Phoxinellus pseudalepidotus
- Conservation status: Endangered (IUCN 3.1)

Scientific classification
- Kingdom: Animalia
- Phylum: Chordata
- Class: Actinopterygii
- Order: Cypriniformes
- Family: Leuciscidae
- Subfamily: Leuciscinae
- Genus: Phoxinellus
- Species: P. pseudalepidotus
- Binomial name: Phoxinellus pseudalepidotus Bogutskaya & Zupančič, 2003

= Phoxinellus pseudalepidotus =

- Authority: Bogutskaya & Zupančič, 2003
- Conservation status: EN

Species of fish

Phoxinellus pseudalepidotus, the Mostar minnow, is a species of freshwater ray-finned fish belonging to the family Leuciscidae, which includes the daces, Eurasian minnows and related species. This species is found in Southeastern Europe, in the Western Balkans, where it is endemic to Bosnia-Herzegovina.

==Taxonomy==
Phoxinellus pseudalepidotus was first formally described in 2000 by Bogutskaya and Primož Zupančič, with its type locality given as Mostarsko Blato, Hawalka, Bosnia-Herzegovina. The genus Phoxineluus is classified within the subfamily Leuciscinae of the family Leuciscidae.

==Etymology==
Phoxinellus pseudalepidotus is the type species of the genus Phoxinellus. This name is a diminutive of Phoxinus, the genus of the "true" Eurasian minnows. Heckel may have coined this name due to the small size of P. alepidotus when compared to Cyprinus phoxinus. The specific name, pseudalepidotus, prefixes pseud-, which means "false", onto the specific name of the type species of Phoxinellus, P, alepidotus, to indicate that this species is similar but not the same as that species.

==Description==
Phoxinellus pseudalepidotus has a broad, dark stripe running from the eye to base of the caudal fin, this sits within a pigmented area on the back and flanks. The dorsal and anal fins both have 7 1/2 branched rays. The snout is blunt and clearly rounded with a subterminal mouth. The body is largely scale-less but there are 54-77 scales in the lateral line and a few scales above and below the lateral line to the rear of the head. This species has a maximum standard length of 10.3 cm.
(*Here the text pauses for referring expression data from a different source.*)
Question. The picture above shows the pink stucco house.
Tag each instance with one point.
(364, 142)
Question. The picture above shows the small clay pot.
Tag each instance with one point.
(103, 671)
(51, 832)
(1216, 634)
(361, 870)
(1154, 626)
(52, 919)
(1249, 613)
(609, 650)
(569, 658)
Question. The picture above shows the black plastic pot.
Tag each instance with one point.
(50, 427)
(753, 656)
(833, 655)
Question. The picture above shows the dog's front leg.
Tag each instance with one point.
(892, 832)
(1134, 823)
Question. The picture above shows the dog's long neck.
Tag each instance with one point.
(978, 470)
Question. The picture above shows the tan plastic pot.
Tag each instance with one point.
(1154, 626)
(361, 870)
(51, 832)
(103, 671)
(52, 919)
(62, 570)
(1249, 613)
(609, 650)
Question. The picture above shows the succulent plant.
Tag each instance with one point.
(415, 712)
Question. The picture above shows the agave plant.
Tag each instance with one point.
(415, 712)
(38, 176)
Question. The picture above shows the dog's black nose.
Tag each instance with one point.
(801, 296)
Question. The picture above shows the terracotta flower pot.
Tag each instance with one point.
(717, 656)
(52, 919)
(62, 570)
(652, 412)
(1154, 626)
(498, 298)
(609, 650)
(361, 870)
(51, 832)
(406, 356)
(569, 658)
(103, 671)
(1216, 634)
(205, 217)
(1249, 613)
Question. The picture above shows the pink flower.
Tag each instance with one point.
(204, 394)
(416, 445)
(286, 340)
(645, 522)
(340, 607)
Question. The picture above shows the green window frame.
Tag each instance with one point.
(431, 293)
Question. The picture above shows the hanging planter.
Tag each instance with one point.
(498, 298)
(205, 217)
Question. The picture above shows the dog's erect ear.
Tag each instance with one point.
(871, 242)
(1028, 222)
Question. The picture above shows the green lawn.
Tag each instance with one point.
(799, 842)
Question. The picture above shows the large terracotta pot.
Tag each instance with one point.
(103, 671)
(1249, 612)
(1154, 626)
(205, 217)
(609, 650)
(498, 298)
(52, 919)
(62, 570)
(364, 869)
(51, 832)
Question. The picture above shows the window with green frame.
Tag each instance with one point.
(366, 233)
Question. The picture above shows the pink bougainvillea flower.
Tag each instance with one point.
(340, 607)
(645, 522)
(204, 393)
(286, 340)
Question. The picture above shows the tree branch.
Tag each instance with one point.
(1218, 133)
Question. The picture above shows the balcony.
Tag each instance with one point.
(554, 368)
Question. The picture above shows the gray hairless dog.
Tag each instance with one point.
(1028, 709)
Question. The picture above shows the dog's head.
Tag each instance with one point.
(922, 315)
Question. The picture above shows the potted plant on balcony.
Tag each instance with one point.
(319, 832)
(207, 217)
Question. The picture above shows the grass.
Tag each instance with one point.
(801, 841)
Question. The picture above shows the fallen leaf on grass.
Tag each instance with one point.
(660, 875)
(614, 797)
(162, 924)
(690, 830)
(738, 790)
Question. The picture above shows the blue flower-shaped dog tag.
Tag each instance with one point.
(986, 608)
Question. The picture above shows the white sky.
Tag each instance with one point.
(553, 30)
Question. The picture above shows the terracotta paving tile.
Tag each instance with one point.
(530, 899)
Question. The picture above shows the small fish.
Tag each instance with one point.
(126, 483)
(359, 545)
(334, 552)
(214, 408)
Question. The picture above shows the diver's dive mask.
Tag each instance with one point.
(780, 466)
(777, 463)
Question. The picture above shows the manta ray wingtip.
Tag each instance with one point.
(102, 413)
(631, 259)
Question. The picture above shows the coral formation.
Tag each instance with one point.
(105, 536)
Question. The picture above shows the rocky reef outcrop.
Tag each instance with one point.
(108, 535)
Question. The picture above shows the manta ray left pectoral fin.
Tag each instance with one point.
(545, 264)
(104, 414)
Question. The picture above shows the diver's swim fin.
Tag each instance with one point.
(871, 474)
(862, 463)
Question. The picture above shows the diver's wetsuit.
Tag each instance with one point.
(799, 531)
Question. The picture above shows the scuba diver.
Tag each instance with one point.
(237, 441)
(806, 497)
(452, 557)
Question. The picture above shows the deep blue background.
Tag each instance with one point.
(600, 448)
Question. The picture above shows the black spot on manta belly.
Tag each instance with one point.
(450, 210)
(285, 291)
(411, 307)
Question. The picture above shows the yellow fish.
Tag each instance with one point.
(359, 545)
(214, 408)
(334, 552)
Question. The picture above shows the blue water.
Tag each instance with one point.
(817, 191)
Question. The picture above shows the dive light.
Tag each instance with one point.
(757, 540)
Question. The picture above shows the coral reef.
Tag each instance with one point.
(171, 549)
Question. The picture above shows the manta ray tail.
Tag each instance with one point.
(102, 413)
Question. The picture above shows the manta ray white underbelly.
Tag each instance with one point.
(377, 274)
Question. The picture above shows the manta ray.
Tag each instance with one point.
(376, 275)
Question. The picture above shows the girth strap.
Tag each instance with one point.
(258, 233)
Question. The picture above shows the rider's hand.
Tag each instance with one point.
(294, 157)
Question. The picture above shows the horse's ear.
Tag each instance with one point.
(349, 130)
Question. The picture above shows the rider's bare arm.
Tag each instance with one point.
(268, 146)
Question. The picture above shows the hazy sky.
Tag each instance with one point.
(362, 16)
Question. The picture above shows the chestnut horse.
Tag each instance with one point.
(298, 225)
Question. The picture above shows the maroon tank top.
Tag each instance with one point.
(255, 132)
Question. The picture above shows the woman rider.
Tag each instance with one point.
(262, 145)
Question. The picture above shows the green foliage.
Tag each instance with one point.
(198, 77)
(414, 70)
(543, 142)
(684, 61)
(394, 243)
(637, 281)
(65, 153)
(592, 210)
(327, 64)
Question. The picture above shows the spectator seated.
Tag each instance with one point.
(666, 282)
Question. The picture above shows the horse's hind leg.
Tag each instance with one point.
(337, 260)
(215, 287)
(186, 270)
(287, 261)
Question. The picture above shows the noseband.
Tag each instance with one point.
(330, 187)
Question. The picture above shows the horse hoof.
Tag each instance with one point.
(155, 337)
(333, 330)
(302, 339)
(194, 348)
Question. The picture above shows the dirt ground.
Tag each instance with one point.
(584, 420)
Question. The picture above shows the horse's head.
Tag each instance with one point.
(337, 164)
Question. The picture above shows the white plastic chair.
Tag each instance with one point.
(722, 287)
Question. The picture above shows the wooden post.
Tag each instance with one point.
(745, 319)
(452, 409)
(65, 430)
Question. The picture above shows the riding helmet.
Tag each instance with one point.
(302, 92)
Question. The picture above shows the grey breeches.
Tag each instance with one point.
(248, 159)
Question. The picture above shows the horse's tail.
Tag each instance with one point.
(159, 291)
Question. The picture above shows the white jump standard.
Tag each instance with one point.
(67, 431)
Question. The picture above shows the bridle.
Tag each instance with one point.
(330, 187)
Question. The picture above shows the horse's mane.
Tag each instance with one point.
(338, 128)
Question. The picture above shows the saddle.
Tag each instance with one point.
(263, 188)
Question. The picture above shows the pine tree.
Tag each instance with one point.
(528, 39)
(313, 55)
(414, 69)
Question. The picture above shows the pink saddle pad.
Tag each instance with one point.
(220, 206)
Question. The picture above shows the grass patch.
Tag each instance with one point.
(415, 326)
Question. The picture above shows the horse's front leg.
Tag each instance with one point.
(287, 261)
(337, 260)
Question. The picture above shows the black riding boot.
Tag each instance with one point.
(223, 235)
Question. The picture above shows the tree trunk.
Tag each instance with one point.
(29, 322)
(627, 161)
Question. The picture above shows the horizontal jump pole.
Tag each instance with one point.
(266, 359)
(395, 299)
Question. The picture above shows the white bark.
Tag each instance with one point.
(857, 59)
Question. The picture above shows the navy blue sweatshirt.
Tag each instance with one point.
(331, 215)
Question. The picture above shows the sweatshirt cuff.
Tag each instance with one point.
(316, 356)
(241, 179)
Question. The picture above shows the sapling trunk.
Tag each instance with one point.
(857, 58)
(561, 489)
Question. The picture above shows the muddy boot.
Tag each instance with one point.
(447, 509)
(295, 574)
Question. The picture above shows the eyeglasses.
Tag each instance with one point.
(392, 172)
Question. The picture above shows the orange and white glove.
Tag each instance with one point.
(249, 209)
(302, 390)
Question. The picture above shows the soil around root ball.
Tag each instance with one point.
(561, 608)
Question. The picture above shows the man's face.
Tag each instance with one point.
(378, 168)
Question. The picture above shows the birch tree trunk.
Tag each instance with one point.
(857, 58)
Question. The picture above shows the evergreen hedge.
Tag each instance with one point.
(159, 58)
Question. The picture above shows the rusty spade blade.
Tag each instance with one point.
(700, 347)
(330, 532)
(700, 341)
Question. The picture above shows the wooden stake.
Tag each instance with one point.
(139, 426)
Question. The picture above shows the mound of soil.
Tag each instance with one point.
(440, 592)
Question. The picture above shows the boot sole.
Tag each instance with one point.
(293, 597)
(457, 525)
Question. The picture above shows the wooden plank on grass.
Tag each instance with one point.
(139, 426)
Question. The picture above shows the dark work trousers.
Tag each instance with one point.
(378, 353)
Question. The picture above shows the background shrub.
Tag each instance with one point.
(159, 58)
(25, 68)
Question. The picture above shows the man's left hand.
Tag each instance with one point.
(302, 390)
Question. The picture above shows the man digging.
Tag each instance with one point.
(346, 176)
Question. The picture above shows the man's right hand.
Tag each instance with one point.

==Distribution and habitat==
Phoxinellus pseudalepidotus is only known from the Mostarsko Blato, a polje in the Dinaric Karst region of southern Bosnia and Herzegovina, where it is found in the middle and lower reaches of the Lištica River, as well as a series of associated springs, tributaries and subsurface water bodies. The Mostar minnow occurs in shallow channels with a slow current and clear water.

==Conservation==
Phoxinellus pseudalepidotus is classified as Endangered by the International Union for Conservation of Nature. It has a restricted range and its habitat has been altered by a hydroelectric scheme, drainage and water abstraction. Invasive non-native fish are also a threat to this species.